Esta constatação ganha ainda mais força a partir da análise de alguns dos documentos localizados no acervo da CNV, disponibilizado no Arquivo Nacional. Em texto dedicado à temática59, o historiador Lucas Pedretti chama atenção, no âmbito das violações perpetradas contra a população negra, para a existência de um documento, no acervo da CNV, intitulado “A repressão aos negros durante a ditadura”60, elaborado por assessores e pesquisadores da comissão. Trata-se de um texto preliminar de treze páginas, em que se buscava demonstrar que “a ditadura agiu no cerceamento da cultura negra e das manifestações políticas e sociais dos variados grupos negros que se organizaram pelos direitos humanos”. Apesar da existência da pesquisa, a mesma não foi aprofundada pela CNV e o texto preliminar tampouco foi incluído ou sequer mencionado no relatório final. Uma decisão política interna que demonstra, nas palavras de Thula Pires, que “no âmbito da CNV, a questão racial não é apresentada de maneira transversal, tal como se evidenciou nas violências perpetradas, muito menos como tratamento apartado”61.
Se, por um lado, a CNV excluiu certos setores sociais de seu escopo investigativo, por outro, atribuiu um tratamento diferenciado a determinadas vítimas da ditadura, em especial aos trabalhadores, camponeses e indígenas.

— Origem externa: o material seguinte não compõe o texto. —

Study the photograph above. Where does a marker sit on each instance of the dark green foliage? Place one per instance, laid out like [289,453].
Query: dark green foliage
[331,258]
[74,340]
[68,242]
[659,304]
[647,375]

É certo que a CNV incluiu as violações perpetradas contra estes três grupos em suas pesquisas, resultado sobretudo da pressão dos movimentos sociais. Ainda em 2012, a CNV determinou a criação dos Grupos de Trabalho sobre “Ditadura e repressão aos trabalhadores e ao movimento sindical” e “Sobre violações de direitos humanos relacionadas à luta pela terra e contra populações indígenas, por motivações políticas no período compreendido entre 1946-1988”, cujos trabalhos espelharam, em grande medida, o acúmulo de informações organizadas sobretudo por grupos da sociedade civil62. Mas se a CNV teve o êxito de abordar temas tão importantes e complexos, comumente ignorados por comissões da verdade, não se pode deixar de considerar o tratamento diferenciado outorgado a esses grupos no relatório final.
As violações perpetradas contra trabalhadores, indígenas e camponeses foram inseridas no volume II do relatório final. Enquanto o volume I e o volume III foram incorporados como uma verdade oficial produzida pela CNV como órgão de Estado, o volume II de seu relatório consistiu, de maneira excepcional, numa coletânea de textos publicados sob a autoria individual de algum de seus conselheiros (sem que sua autoria fosse atribuída à CNV como órgão de Estado). Segundo consta expressamente em sua introdução, o volume II contém:
um conjunto de textos produzidos sob a responsabilidade individual de alguns dos conselheiros da Comissão. Inclusive parte desses textos foi elaborada a partir da atividade desenvolvida por grupos de trabalho constituídos no âmbito da própria Comissão, integrando vítimas, familiares, pesquisadores ou interessados na memória dos temas e das pessoas investigados.63
A razão para tal distinção, apesar de alegadamente metodológica, consistiu mais uma vez em uma decisão política. Com feito, a estrutura do relatório final acabou por criar dois tipos de vítimas: as vítimas do volume I (que abrange principalmente questões relacionadas aos militantes políticos, membros de partidos e organizações de esquerda torturados, desaparecidos ou mortos) e as vítimas do volume II (dentre elas, trabalhadores, camponeses e povos indígenas). Enquanto os mortos e desaparecidos do volume I tem sua história de vida e de militância política posteriormente contemplada no volume III (que aborda individualmente suas biografias, expondo as fotos das vítimas e informações sobre sua vida política), as vítimas fatais do volume II, como é o caso dos indígenas e camponeses assassinados pela ditadura, permanecem em sua grande maioria sem nome, rosto ou história a ser contada. A situação é ainda mais problemática se considerarmos que o volume III do relatório final (tido como produto oficial da CNV) reconheceu 434 vítimas fatais da ditadura, excluindo as 8.350 vítimas indígenas, mencionadas no volume II.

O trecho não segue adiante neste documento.